The unspoken secret of artificial intelligence (AI) is its massive computing requirements.

The cost to power them is nothing to sniff at, either. As new AI applications come in, that peak demand will grow. The power requirements are going to grow. The computing requirements are also going to grow.

SoftBank recently announced that it is building data centers, in collaboration with Nvidia, that can host generative AI and wireless 5G applications alike on a multitenant common server platform designed to both reduce costs and be more energy efficient.

That’s because as 5G networks come online around the world, they will create a literal network effect powering the rapid, worldwide deployment of generative AI applications and services.

By using 5G data centers synchronously for AI applications, businesses can score a return on both investment and computing and processing power.

“As we enter an era where society coexists with AI, the demand for data processing and electricity requirements will rapidly increase,” said Junichi Miyakawa, president and CEO of SoftBank, in a release announcing the partnership

“Demand for accelerated computing and generative AI is driving a fundamental change in the architecture of data centers,” added Jensen Huang, founder and CEO of Nvidia. “Nvidia Grace Hopper is a revolutionary computing platform designed to process and scale-out generative AI services.”

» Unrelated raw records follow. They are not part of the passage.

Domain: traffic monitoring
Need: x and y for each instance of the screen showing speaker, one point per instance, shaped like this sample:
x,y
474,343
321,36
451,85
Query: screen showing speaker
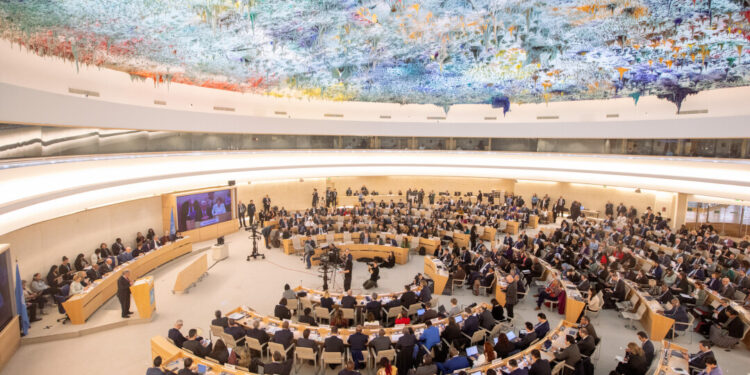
x,y
202,209
6,290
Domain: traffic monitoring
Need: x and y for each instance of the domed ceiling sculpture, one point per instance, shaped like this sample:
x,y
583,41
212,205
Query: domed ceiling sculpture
x,y
442,52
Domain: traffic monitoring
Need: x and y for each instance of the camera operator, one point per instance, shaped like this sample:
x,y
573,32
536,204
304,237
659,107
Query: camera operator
x,y
347,270
374,273
309,252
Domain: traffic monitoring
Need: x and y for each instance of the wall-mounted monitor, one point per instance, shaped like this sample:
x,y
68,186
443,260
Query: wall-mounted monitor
x,y
199,210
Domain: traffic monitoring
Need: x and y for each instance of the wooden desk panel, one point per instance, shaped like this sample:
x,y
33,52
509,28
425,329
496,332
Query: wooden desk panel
x,y
370,251
439,276
81,306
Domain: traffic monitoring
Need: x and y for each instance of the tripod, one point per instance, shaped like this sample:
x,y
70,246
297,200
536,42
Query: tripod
x,y
255,237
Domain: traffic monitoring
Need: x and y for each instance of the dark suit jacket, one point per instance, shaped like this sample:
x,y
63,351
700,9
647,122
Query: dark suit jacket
x,y
307,319
409,298
258,334
540,367
570,355
221,322
196,347
471,325
284,337
333,344
307,343
279,368
123,288
358,341
282,312
176,336
348,302
380,343
587,346
648,350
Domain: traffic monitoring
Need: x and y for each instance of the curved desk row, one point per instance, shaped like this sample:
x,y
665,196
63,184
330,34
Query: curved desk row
x,y
370,251
430,244
574,302
160,346
81,306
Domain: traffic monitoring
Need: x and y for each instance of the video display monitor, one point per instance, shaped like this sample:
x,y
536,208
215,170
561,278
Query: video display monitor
x,y
202,209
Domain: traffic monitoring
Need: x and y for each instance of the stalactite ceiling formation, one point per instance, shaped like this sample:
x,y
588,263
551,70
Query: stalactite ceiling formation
x,y
442,52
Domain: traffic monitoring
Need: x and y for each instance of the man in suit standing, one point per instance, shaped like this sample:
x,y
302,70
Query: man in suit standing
x,y
123,293
570,354
241,210
175,335
514,370
539,366
279,366
195,345
380,343
358,344
251,211
647,346
333,344
511,295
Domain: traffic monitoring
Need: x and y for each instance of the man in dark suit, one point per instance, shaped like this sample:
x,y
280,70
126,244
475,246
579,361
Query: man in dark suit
x,y
279,366
348,301
234,329
570,353
284,336
333,344
586,344
527,338
123,293
430,313
306,342
647,346
194,344
220,321
358,344
381,342
486,320
471,324
281,311
698,360
539,366
175,335
454,363
374,306
188,368
241,209
257,333
408,298
514,370
308,319
251,211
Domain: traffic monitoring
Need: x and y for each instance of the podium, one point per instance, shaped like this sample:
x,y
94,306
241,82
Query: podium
x,y
143,294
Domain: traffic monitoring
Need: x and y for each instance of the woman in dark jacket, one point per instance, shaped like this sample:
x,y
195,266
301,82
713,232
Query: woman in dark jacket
x,y
220,352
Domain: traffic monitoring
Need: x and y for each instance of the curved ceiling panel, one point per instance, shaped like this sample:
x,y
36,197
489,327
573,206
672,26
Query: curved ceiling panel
x,y
441,52
40,192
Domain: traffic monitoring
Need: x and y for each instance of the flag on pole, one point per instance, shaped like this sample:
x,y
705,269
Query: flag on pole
x,y
21,304
172,229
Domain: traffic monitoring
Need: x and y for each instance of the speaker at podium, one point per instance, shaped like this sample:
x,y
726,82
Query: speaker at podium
x,y
143,295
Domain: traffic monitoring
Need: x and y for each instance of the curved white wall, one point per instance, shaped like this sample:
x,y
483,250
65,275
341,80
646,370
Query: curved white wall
x,y
35,90
37,193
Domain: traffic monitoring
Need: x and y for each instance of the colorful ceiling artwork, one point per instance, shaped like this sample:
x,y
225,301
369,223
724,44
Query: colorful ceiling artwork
x,y
442,52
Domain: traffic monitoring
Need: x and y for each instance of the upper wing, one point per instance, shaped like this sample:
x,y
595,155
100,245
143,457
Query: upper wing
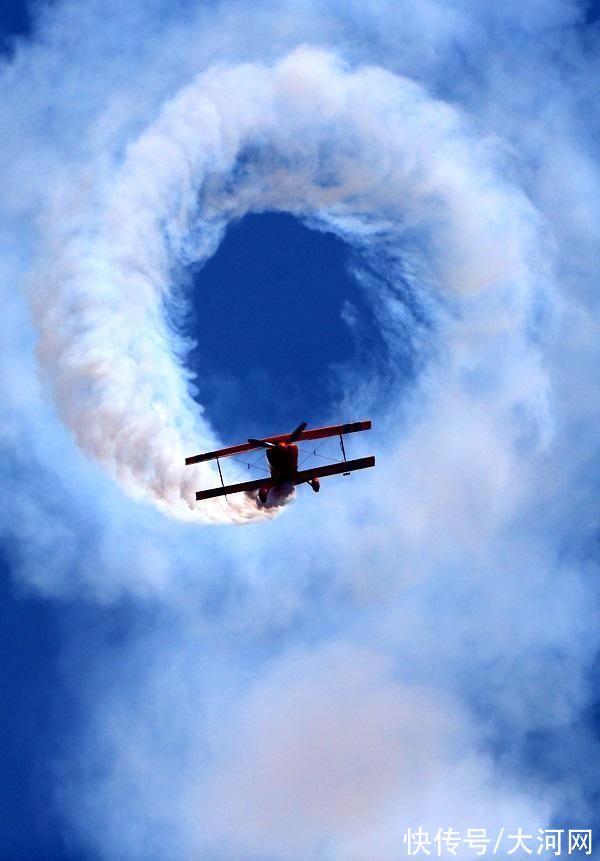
x,y
301,477
311,433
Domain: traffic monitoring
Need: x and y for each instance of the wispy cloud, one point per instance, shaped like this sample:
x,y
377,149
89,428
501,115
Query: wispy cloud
x,y
313,685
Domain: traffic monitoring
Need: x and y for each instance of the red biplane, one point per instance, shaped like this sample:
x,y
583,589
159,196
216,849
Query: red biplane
x,y
282,460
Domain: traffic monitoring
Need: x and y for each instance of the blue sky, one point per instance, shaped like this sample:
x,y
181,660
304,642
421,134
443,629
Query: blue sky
x,y
352,214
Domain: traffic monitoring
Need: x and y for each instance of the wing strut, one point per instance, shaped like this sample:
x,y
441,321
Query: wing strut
x,y
221,477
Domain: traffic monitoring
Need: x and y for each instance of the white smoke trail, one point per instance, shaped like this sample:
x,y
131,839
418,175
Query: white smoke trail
x,y
363,150
433,621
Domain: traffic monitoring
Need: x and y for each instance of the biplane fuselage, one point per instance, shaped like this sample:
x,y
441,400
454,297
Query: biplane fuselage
x,y
282,459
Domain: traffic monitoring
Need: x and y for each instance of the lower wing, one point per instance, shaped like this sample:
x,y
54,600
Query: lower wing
x,y
301,477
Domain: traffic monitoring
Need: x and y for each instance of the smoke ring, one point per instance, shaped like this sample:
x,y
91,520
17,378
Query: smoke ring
x,y
366,151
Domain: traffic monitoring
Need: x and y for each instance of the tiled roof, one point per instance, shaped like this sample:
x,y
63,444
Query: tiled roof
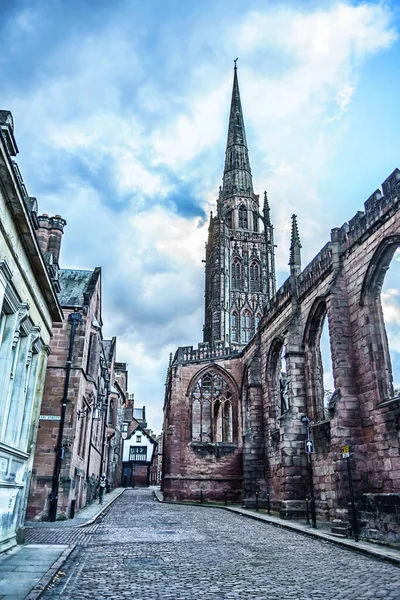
x,y
74,285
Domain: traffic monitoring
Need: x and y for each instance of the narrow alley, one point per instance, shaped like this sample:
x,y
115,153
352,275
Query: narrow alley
x,y
150,551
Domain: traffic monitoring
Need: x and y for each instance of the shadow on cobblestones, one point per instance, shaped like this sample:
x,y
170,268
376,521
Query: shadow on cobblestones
x,y
149,551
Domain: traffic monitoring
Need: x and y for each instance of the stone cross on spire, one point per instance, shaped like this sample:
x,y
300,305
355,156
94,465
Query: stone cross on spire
x,y
237,177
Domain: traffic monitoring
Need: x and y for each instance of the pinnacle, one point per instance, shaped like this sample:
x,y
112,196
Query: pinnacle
x,y
294,241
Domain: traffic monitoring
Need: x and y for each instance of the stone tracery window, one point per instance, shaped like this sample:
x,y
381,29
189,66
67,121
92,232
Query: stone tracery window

The platform will first be rolled out across new, distributed AI data centers in Japan that can house both generative AI and wireless apps on a shared server platform.

The rising number of data centers to store and manage data securely has increased the demand for AI-powered storage.

But despite the promising potential of AI, our current computing infrastructure isn’t built to handle the workloads AI will throw at it.

That’s because while, for the last half century, most computing architectures have tended to be CPU-focused, the future of generative AI will require higher-performance, more energy-efficient computing capabilities.

The size of AI networks grew 10 times per year over the last five years, and by 2027 observers predict that 1 in 5 Ethernet switch ports in data centers will be dedicated to AI, machine learning and accelerated computing.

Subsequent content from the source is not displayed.